Lessons of the Sinclair Battle
BY Micah L. Sifry | Tuesday, October 26 2004
Jon Stahl reflects on the victory of "a decentralized network of citizens and media activists [that] took on the 'old media' network of Sinclair Broadcasting" and draws some interesting lessons:
1. Don’t agonize over which tactics are best – try ‘em all and continually report back on what seems to be working. In this fight, we quickly figured out that going after advertisers worked well.
2. Use technology tools to quickly aggregate information and make it available to everyone. In this case, one person put together a quick, simple database where folks could report in on Sinclair advertisers. This allowed a massive, distributed boycott to take shape overnight.

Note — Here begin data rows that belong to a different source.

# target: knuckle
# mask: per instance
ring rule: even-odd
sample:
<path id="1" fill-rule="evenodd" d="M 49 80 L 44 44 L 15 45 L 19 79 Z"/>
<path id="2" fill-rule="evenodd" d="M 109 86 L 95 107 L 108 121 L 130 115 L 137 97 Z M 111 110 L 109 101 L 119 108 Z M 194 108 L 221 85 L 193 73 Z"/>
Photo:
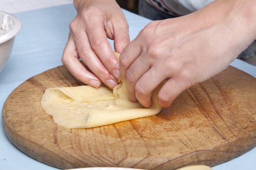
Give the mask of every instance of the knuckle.
<path id="1" fill-rule="evenodd" d="M 104 46 L 103 40 L 102 38 L 94 36 L 91 38 L 91 45 L 92 48 L 95 50 L 97 50 L 102 48 Z"/>
<path id="2" fill-rule="evenodd" d="M 126 72 L 126 81 L 130 82 L 132 84 L 135 82 L 135 78 L 133 74 L 130 71 L 129 69 Z"/>
<path id="3" fill-rule="evenodd" d="M 79 51 L 79 56 L 83 60 L 86 61 L 88 56 L 90 55 L 90 52 L 86 48 L 83 48 L 81 49 L 78 49 Z"/>
<path id="4" fill-rule="evenodd" d="M 128 69 L 128 63 L 126 53 L 121 53 L 119 57 L 119 60 L 120 66 L 121 66 L 125 69 Z"/>
<path id="5" fill-rule="evenodd" d="M 107 75 L 108 74 L 108 71 L 106 68 L 102 67 L 98 67 L 95 71 L 95 74 L 98 76 L 101 80 L 104 75 Z"/>
<path id="6" fill-rule="evenodd" d="M 107 67 L 108 67 L 114 63 L 114 60 L 110 57 L 105 58 L 104 60 L 103 60 L 102 62 L 104 65 Z"/>
<path id="7" fill-rule="evenodd" d="M 158 96 L 158 103 L 160 105 L 163 107 L 168 107 L 171 105 L 172 101 L 170 97 L 168 96 L 159 93 Z"/>
<path id="8" fill-rule="evenodd" d="M 135 89 L 136 93 L 140 96 L 145 96 L 148 94 L 147 92 L 138 84 L 135 85 Z"/>

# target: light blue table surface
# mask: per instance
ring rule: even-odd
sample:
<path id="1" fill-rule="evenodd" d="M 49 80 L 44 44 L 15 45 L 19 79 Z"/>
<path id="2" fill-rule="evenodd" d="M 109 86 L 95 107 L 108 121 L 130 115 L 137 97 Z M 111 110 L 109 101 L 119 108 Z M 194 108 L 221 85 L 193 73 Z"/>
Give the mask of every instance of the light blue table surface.
<path id="1" fill-rule="evenodd" d="M 150 20 L 124 12 L 133 39 Z M 62 65 L 61 59 L 69 32 L 69 25 L 76 12 L 72 5 L 14 14 L 23 27 L 16 36 L 10 58 L 0 73 L 0 108 L 8 95 L 27 79 Z M 114 49 L 113 42 L 110 41 Z M 236 60 L 231 64 L 256 77 L 256 66 Z M 2 122 L 2 121 L 1 121 Z M 256 148 L 213 168 L 217 170 L 256 170 Z M 0 170 L 58 169 L 34 159 L 9 140 L 0 124 Z"/>

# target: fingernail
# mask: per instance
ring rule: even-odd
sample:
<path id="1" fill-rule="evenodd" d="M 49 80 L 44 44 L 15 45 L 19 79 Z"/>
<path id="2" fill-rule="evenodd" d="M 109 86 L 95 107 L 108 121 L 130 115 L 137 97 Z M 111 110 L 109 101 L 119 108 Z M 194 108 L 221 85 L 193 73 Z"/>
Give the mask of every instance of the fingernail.
<path id="1" fill-rule="evenodd" d="M 99 85 L 99 82 L 97 81 L 92 80 L 89 81 L 89 85 L 96 88 L 97 88 Z"/>
<path id="2" fill-rule="evenodd" d="M 115 86 L 117 85 L 117 82 L 112 79 L 107 80 L 106 81 L 106 83 L 109 88 L 112 89 L 114 89 Z"/>
<path id="3" fill-rule="evenodd" d="M 120 71 L 119 70 L 115 69 L 113 71 L 112 73 L 113 74 L 113 76 L 114 76 L 118 80 L 118 81 L 122 79 L 121 73 L 120 73 Z"/>

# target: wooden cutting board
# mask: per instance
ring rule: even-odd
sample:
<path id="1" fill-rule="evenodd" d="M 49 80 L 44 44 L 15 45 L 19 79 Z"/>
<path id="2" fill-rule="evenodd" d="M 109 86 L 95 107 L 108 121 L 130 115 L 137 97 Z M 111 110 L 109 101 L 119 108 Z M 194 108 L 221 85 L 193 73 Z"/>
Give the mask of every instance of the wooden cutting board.
<path id="1" fill-rule="evenodd" d="M 56 124 L 41 106 L 45 89 L 83 85 L 63 66 L 21 84 L 2 112 L 12 142 L 32 158 L 63 169 L 213 166 L 256 146 L 256 79 L 231 66 L 184 91 L 154 116 L 90 129 Z"/>

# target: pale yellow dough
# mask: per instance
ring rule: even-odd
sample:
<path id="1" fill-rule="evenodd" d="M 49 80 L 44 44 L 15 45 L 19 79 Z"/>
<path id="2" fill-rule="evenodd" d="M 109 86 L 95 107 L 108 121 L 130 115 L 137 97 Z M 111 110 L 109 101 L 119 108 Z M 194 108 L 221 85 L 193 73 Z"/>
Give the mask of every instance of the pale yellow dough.
<path id="1" fill-rule="evenodd" d="M 147 108 L 130 101 L 125 82 L 117 86 L 114 90 L 116 96 L 112 90 L 104 87 L 48 89 L 43 96 L 41 106 L 56 123 L 68 128 L 112 124 L 154 115 L 162 109 L 157 102 L 159 87 L 153 92 L 152 105 Z"/>
<path id="2" fill-rule="evenodd" d="M 56 123 L 64 127 L 100 126 L 158 113 L 162 109 L 157 102 L 161 86 L 152 93 L 152 104 L 149 108 L 131 102 L 124 81 L 113 90 L 88 85 L 48 89 L 41 106 Z"/>

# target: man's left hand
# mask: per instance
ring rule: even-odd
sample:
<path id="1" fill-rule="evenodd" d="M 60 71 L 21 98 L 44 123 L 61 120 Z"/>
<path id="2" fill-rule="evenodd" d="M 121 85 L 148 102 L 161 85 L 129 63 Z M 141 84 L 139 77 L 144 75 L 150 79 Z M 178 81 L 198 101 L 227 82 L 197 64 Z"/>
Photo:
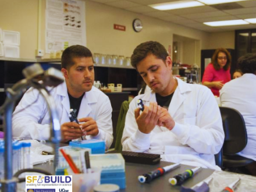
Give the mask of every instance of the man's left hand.
<path id="1" fill-rule="evenodd" d="M 80 124 L 82 126 L 81 130 L 84 136 L 97 136 L 99 133 L 97 123 L 92 118 L 84 118 L 79 119 L 79 122 L 84 122 Z"/>

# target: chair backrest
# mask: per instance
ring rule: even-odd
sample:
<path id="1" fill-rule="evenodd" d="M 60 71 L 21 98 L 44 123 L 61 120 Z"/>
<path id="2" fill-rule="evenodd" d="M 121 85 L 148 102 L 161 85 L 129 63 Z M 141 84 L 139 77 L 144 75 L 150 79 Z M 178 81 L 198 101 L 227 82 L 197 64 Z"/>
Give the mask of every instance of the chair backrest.
<path id="1" fill-rule="evenodd" d="M 233 155 L 242 151 L 247 144 L 247 133 L 244 120 L 236 109 L 220 106 L 225 133 L 223 153 Z"/>

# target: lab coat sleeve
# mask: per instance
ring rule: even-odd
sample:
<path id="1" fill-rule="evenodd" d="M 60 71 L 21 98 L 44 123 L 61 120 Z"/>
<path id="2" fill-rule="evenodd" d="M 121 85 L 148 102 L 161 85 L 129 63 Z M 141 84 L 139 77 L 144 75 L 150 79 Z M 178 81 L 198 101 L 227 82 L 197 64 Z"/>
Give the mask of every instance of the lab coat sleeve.
<path id="1" fill-rule="evenodd" d="M 171 131 L 182 144 L 189 145 L 197 152 L 216 154 L 224 141 L 222 121 L 214 95 L 209 90 L 204 90 L 197 102 L 196 118 L 175 120 Z"/>
<path id="2" fill-rule="evenodd" d="M 48 140 L 50 137 L 49 125 L 40 124 L 47 109 L 47 105 L 43 97 L 37 90 L 30 88 L 24 94 L 13 112 L 13 137 Z"/>
<path id="3" fill-rule="evenodd" d="M 150 134 L 141 132 L 134 118 L 134 110 L 136 108 L 136 97 L 131 102 L 126 114 L 125 129 L 122 138 L 123 150 L 134 152 L 144 152 L 150 146 Z"/>
<path id="4" fill-rule="evenodd" d="M 100 101 L 100 102 L 99 102 Z M 112 122 L 112 108 L 108 97 L 104 99 L 99 99 L 99 106 L 97 109 L 96 120 L 99 133 L 95 137 L 90 136 L 91 138 L 104 140 L 106 149 L 109 148 L 113 141 L 113 126 Z"/>

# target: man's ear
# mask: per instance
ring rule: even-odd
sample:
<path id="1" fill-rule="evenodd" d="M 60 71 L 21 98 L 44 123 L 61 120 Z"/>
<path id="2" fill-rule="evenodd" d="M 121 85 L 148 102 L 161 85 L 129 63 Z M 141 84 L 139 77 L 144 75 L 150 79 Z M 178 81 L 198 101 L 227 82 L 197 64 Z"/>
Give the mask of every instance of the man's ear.
<path id="1" fill-rule="evenodd" d="M 166 60 L 166 66 L 172 69 L 172 61 L 170 56 L 168 56 Z"/>
<path id="2" fill-rule="evenodd" d="M 61 72 L 62 72 L 64 77 L 66 79 L 69 79 L 69 72 L 67 71 L 67 70 L 65 68 L 62 68 Z"/>

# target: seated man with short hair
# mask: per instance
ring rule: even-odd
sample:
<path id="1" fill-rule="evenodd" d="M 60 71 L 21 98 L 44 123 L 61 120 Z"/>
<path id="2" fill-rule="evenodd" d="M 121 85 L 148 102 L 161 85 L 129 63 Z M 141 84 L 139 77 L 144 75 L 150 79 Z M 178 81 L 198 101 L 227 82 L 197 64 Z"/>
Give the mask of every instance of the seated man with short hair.
<path id="1" fill-rule="evenodd" d="M 172 76 L 172 62 L 158 42 L 142 43 L 131 64 L 151 91 L 137 96 L 126 115 L 123 150 L 161 154 L 162 160 L 211 169 L 224 131 L 219 107 L 207 87 Z M 144 102 L 140 112 L 136 103 Z"/>
<path id="2" fill-rule="evenodd" d="M 113 140 L 112 107 L 108 96 L 93 87 L 94 69 L 91 51 L 73 45 L 63 52 L 62 72 L 65 81 L 51 90 L 61 125 L 62 142 L 75 139 L 105 140 L 106 148 Z M 47 105 L 36 89 L 30 88 L 16 108 L 13 117 L 13 136 L 48 140 L 51 122 Z M 34 101 L 37 102 L 29 106 Z M 76 109 L 80 122 L 70 122 L 70 109 Z"/>

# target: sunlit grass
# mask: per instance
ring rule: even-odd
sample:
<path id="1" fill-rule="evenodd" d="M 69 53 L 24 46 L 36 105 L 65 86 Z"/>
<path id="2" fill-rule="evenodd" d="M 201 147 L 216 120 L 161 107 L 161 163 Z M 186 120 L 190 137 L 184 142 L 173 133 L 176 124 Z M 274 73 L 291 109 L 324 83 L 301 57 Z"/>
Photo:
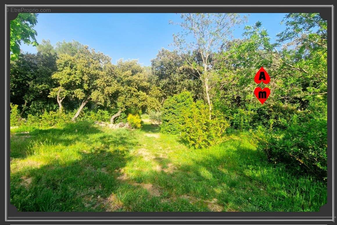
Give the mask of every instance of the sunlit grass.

3. All of this stuff is *way* easier when you can leverage already-existing media interest. But you can amplify your voice through the blogosphere.
4. You can win. So fight.
Not only was there already-existing media interest, there was a lot of activist energy available since many people saw Sinclair's original declared intention to show an anti-Kerry propaganda film, falsely labeled "news", as an outrageous abuse of its license to use the public airwaves. And, while lots of individual sites and groups played a role in organizing a boycott of Sinclair and pressuring its advertisers, it's vital to note that this is a victory without a individual hero (unless you want to count Nick Davis, the "concerned citizen" who created the Sinclair Boycott page, which experienced over 300,000 unique visitors in its first week of operation). Sort of like Seattle, 1999, only playing out in the media-sphere rather than in the streets.
Stahl is one of a circle of organizers rooted in the environmental movement (people like Marty Kearns, a PDF contributing editor, and Alex Steffen and Gideon Rosenblatt) who are doing some really interesting work figuring out what network-centric political organizing might look like, and how it may upset all kinds of apple carts...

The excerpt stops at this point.